Я спал долго. Меня разбудил холодный рассвет, я моргнул и снова закрыл глаза. В следующий раз я проснулся в темноте, пошатываясь, добрался до ведра с водой, опустил в него голову, как лошадь, и стал пить. Выпрямившись, я немного постоял посреди комнаты. С подбородка капала вода. Мне показалось, что кто-то тихонько зовет меня, но я не обратил внимания. С трудом добравшись до постели, я рухнул в нее и снова заснул. Сны пытались проникнуть в мое сознание, мешая отдыху. Я прогнал их. Я слышал, как кто-то произносит мое имя — сначала нежно, потом настойчиво и наконец требовательно и с раздражением. Я оттолкнул ее прочь. Она пыталась пробиться в мой сон, но я плотнее завернулся в него и не впустил ее.
Я проснулся на рассвете следующего дня; во рту пересохло, страшно хотелось есть. Мое тело пропахло потом. Я был настолько голоден, что сгрыз сырыми две последние картофелины. Потом нагрел оставшуюся в бочке воду, вымылся и переоделся. Голова больше не болела.
Я направился к ручью. На берегу я нашел следы босых ног. Значит, Оликея отважилась зайти так далеко, пытаясь приманить меня к себе. Меня остро кольнуло желание. Я тосковал по ее теплу и безумному наслаждению, которое она пробуждала во мне своим телом и пищей.

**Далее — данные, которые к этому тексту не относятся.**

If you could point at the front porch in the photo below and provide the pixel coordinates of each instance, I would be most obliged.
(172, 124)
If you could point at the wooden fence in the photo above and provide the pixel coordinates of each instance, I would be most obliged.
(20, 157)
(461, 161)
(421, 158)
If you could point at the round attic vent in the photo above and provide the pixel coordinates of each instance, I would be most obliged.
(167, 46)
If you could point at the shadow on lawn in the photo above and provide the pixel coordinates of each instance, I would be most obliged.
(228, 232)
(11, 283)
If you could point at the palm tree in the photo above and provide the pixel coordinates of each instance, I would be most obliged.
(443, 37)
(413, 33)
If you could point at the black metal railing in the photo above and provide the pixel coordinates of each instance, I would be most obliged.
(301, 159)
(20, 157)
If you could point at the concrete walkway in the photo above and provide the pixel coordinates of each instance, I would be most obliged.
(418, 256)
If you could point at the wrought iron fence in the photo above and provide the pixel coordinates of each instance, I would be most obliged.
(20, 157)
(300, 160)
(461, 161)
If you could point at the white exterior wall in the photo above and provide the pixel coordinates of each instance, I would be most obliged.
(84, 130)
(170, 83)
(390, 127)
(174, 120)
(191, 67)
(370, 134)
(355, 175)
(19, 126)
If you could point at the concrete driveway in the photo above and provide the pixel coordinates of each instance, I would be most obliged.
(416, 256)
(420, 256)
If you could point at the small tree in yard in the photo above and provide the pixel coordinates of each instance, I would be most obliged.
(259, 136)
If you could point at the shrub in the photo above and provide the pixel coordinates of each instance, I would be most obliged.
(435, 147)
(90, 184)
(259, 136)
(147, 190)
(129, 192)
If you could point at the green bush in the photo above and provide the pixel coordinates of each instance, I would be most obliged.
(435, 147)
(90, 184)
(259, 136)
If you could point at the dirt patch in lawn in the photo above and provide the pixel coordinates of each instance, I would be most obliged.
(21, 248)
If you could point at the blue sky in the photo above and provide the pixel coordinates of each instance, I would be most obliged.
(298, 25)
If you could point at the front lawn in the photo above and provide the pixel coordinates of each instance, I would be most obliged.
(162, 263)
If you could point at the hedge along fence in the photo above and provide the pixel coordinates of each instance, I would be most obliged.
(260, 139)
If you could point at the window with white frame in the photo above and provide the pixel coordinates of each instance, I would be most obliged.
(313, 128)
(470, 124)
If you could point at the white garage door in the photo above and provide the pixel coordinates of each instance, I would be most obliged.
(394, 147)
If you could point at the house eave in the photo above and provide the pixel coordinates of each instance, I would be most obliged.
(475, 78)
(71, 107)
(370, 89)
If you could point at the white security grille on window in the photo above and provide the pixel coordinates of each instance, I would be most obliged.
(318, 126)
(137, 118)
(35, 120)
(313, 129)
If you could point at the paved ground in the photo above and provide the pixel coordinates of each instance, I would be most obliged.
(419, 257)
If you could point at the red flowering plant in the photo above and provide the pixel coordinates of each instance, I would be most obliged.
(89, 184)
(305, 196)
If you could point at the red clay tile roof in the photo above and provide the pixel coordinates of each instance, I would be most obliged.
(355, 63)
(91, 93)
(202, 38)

Нет. Резко и непреклонно я решил разорвать все отношения со спеками. Я не был спеком и не мог их спасти. Магия навязана мне помимо моей воли. Мне не нужно то, что она давала мне, не говоря уже о том, что она сделала со мной. Я больше не намерен быть ее жертвой. Пусть она накажет меня, как предупреждал Бьюэл Хитч. Больше меня это не заботит. И с той же страстью я отверг собственный народ. Я больше не хочу иметь с ними ничего общего. Даже мысли о Спинке и Эпини не могли заманить меня обратно к жизни солдата и гернийца. Я закончу свои дни здесь, решил я, в этой роли могильщика. Мне не по силам спасти ни один из народов от его собственной глупости. Мне остается только хоронить их. Так тому и быть.
С таким настроением я направился в сарай за лопатой и киркой и начал копать новую могилу. Я знал, что вскоре появится множество тел, которые нужно будет хоронить. Лучше подготовиться к этому заранее. Я рыл могилу умело, хорошую, глубокую могилу с ровными стенками, достаточно широкую, чтобы удобно было опускать в нее гроб. Закончив, я напился воды и принялся копать следующую.
Я подумал, не сходить ли мне в город, чтобы доложить, что кто-то выстрелил в меня и украл Утеса и повозку, но отказался от этой мысли. Меня не интересовало больше ничего, кроме рытья могил. Я только надеялся, что за Утесом будут хорошо ухаживать. Я продолжал копать. И старался не вспоминать, как магия вырвалась из меня. Я не знал, кто в меня стрелял. Значит ли это, что магия не найдет своей мишени? Я боялся того, что сделал, и злился на себя из-за этих мыслей. Тут нет моей вины, сердито объявил я самому себе. Я не искал магии, никогда не желал ее. Во всем этом следует винить тех, кто мне ее навязал, а не меня. Вонзив лопату в мягкую землю, я вновь принялся за работу.